The Convention culminated with the address by top leaders of the four parties. Comrade Mangat Ram Pasla, General Secretary, CPM Punjab said that the Left Coordination marked a small beginning, but one that was destined to grow big in the coming days. He said the four organisations were aware of their mutual differences but were determined to unite on the basis of the essential points of agreement. He called upon comrades to implement the Delhi Declaration with the commitment and courage that Bhagat Singh epitomised. LNP(L) Secretary Comrade Bhimrao Bansode gave a brief account of the historical evolution of the LNP(L) and said it had been overly preoccupied with trade union struggles but was determined to play a more active political role. Comrade Unnithan, leader of the LCC Kerala, presented a speech on behalf of his party, observing the degeneration of the official Left, and calling upon the Left Coordination to take up the banner of the heroic struggles of Punnapra Vayalar and Kayyur and the sacrifice of hundreds of communists – a banner that was being abandoned by the revisionist leadership of the CPI(M) today.

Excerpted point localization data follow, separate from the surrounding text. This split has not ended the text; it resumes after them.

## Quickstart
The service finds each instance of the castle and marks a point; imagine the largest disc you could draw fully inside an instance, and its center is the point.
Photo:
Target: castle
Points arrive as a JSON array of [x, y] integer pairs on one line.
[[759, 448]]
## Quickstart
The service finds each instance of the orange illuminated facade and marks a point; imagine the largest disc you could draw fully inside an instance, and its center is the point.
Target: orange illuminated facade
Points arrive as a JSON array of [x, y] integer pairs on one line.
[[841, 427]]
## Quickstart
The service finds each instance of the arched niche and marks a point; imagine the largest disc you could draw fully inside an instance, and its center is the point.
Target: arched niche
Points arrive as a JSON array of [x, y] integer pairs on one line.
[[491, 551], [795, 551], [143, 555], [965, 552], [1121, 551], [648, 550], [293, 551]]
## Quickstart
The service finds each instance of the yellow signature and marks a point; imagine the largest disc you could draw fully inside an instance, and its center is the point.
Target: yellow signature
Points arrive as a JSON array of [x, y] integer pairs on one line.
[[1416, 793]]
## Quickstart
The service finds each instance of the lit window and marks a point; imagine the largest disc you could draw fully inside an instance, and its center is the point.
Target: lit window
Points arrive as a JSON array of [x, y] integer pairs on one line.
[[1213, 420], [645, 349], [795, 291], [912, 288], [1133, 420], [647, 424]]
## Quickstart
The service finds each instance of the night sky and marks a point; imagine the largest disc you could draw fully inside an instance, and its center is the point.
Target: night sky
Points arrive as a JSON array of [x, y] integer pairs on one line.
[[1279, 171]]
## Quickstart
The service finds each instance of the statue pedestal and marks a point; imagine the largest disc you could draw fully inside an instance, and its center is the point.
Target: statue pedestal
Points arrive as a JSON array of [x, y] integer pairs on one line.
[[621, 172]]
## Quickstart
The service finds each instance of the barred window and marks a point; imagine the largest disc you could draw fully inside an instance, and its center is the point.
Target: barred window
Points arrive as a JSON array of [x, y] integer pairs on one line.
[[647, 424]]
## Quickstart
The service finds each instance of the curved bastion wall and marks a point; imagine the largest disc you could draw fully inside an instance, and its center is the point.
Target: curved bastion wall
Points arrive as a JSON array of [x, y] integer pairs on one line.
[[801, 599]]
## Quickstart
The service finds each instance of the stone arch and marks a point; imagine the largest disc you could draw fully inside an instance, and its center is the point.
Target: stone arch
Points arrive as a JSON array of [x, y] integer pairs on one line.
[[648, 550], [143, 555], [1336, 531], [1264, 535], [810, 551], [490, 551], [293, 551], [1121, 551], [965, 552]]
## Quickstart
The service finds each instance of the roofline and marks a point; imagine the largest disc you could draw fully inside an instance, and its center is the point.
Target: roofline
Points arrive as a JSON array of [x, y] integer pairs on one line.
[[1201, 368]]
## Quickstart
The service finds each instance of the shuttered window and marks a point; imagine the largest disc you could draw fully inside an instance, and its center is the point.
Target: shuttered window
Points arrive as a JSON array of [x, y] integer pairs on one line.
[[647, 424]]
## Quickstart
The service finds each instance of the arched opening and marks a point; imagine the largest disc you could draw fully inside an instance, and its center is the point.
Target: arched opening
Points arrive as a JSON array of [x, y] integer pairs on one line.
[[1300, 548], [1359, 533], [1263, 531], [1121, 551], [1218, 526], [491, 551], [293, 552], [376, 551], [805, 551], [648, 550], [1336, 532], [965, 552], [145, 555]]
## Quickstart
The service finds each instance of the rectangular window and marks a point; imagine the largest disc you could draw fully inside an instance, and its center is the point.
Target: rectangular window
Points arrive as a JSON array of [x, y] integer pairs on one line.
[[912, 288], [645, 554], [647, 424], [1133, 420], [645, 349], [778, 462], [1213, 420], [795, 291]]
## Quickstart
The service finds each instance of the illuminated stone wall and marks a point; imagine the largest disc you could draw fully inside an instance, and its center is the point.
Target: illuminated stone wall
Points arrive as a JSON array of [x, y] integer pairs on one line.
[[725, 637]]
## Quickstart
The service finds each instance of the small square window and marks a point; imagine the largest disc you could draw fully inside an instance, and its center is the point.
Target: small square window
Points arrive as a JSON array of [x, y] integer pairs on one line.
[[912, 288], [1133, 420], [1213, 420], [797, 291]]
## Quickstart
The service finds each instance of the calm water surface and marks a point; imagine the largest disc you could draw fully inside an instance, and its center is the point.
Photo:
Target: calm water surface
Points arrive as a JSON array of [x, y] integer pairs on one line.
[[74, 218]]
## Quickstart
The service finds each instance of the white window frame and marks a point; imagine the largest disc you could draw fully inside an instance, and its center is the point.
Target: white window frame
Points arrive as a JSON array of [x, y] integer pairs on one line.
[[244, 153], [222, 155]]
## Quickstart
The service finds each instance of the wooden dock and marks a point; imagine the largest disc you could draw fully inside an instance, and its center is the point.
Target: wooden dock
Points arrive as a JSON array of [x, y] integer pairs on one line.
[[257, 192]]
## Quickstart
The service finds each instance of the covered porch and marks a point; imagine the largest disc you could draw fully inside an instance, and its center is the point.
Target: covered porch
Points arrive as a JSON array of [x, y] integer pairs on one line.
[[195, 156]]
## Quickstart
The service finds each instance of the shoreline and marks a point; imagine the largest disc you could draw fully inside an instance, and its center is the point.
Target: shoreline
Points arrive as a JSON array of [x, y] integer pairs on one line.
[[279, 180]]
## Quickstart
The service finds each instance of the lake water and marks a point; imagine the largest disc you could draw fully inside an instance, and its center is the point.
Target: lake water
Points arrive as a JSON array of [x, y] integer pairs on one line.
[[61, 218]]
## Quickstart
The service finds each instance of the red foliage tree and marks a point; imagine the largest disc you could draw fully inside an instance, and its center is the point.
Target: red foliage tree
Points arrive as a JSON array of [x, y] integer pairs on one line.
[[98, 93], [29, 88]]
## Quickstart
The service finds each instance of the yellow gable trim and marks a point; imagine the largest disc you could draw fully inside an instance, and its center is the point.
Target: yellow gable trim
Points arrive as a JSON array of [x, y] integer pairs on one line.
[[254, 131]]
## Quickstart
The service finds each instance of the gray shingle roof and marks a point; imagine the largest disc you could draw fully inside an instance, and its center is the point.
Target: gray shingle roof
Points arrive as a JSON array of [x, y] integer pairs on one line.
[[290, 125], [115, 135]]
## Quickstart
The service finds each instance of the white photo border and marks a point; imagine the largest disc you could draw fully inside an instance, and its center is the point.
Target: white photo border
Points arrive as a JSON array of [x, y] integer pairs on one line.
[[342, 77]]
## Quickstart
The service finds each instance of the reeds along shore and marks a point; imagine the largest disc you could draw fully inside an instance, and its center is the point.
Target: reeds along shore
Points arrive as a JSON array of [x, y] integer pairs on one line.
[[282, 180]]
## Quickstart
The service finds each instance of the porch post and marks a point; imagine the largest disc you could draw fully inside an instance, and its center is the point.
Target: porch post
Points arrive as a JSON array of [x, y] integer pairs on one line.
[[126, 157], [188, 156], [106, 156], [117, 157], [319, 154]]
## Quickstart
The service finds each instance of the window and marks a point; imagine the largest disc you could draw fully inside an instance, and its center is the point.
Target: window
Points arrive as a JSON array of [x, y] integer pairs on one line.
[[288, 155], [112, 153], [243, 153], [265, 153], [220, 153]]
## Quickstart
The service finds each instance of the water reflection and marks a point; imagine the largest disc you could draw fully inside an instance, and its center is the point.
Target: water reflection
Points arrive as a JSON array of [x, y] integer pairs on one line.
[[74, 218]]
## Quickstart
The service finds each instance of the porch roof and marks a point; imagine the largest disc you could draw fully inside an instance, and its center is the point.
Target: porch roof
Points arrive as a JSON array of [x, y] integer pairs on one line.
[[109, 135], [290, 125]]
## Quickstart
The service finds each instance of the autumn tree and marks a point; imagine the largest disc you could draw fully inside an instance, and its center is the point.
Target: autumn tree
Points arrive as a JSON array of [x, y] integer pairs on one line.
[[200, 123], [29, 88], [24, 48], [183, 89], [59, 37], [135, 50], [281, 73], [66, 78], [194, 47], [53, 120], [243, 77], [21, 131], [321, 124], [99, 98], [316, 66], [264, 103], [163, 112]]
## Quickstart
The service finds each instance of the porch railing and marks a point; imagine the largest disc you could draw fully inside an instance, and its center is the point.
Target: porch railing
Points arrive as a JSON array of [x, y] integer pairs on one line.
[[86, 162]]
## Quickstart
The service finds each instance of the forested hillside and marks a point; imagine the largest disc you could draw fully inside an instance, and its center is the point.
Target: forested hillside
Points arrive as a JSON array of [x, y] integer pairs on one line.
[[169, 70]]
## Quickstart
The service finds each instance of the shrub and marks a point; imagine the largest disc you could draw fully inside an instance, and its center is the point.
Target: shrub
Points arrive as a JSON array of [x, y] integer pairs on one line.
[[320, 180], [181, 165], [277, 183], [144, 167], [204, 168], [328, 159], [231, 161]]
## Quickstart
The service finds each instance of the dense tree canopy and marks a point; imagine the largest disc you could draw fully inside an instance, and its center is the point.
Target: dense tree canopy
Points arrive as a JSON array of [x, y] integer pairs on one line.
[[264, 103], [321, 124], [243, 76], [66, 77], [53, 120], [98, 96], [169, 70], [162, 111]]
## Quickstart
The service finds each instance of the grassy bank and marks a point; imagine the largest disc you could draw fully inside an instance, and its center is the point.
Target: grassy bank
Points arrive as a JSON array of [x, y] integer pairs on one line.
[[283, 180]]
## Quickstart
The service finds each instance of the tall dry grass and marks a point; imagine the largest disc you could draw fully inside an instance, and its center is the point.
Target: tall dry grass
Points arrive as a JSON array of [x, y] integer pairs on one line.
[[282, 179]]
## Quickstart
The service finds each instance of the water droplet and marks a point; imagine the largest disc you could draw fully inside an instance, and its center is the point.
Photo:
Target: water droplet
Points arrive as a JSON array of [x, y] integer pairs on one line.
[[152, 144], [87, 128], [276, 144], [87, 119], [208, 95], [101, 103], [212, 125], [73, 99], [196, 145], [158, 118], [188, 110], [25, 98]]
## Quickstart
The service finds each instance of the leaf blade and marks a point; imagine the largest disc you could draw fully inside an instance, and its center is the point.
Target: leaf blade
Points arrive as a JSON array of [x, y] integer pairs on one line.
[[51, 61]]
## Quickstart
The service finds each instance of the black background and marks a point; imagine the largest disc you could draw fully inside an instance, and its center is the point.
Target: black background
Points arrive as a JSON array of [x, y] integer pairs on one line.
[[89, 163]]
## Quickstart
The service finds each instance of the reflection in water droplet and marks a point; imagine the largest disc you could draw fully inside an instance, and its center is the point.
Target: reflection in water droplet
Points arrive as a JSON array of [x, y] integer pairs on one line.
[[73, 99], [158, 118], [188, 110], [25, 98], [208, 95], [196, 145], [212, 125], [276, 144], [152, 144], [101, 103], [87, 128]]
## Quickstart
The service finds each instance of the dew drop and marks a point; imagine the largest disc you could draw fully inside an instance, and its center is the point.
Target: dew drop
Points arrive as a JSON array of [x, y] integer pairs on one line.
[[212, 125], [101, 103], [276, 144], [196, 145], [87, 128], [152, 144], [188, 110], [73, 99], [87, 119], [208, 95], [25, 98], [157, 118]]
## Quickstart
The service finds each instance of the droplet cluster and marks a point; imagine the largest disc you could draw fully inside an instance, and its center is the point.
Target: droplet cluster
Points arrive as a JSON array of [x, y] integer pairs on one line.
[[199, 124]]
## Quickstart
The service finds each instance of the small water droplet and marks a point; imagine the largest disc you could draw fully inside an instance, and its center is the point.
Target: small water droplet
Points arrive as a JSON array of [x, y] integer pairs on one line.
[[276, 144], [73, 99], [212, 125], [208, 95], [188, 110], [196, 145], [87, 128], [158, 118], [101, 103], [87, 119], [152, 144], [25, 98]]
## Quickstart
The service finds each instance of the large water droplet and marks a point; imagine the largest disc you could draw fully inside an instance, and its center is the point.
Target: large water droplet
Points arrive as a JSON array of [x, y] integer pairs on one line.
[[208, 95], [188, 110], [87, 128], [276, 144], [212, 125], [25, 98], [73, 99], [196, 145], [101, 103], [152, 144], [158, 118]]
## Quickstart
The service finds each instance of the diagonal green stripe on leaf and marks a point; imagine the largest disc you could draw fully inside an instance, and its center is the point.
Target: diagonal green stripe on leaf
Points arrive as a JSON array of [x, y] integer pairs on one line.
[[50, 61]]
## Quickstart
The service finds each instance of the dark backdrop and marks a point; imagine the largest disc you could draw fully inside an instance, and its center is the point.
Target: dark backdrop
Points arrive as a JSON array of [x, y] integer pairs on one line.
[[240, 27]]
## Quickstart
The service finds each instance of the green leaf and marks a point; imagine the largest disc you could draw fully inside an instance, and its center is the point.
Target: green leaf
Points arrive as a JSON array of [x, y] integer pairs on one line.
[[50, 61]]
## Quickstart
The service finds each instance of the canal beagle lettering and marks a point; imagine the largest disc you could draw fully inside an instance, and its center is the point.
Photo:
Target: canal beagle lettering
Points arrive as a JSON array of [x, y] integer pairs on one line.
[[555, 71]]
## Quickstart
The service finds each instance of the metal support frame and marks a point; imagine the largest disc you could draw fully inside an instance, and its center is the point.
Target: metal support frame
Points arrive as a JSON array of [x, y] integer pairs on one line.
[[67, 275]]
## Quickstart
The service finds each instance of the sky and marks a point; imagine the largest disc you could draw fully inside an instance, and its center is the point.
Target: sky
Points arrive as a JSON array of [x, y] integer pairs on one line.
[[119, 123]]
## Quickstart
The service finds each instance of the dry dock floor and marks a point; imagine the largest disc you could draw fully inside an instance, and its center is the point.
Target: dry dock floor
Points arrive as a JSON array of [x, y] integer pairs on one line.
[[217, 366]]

The concluding speaker at the Convention, Comrade Dipankar Bhattacharya, said that the Convention and the Coordination just launched represented a ray of hope for unity of the Indian Left movement. “Just as communists part ways at some turning points,” he said, “they can also unite at other junctures.” He said “Naxalbari was very much a product of the revolutionary tradition of the Indian communist movement - it was an attempt to resurrect Telangana when the ruling classes faced their gravest crisis after 1947 and Charu Mazumdar always described the CPI(ML) as the same Communist Party that produced the heroic martyrs of Kayuur and Telangana, Tebhaga and Punnapra-Vayalar. Today as circumstances around us are changing radically, we need to take a bold and forward-looking step towards realignment of all sincere, struggle-oriented and mass-based Left forces and rejuvenation of the Left movement to meet the challenges of the day.”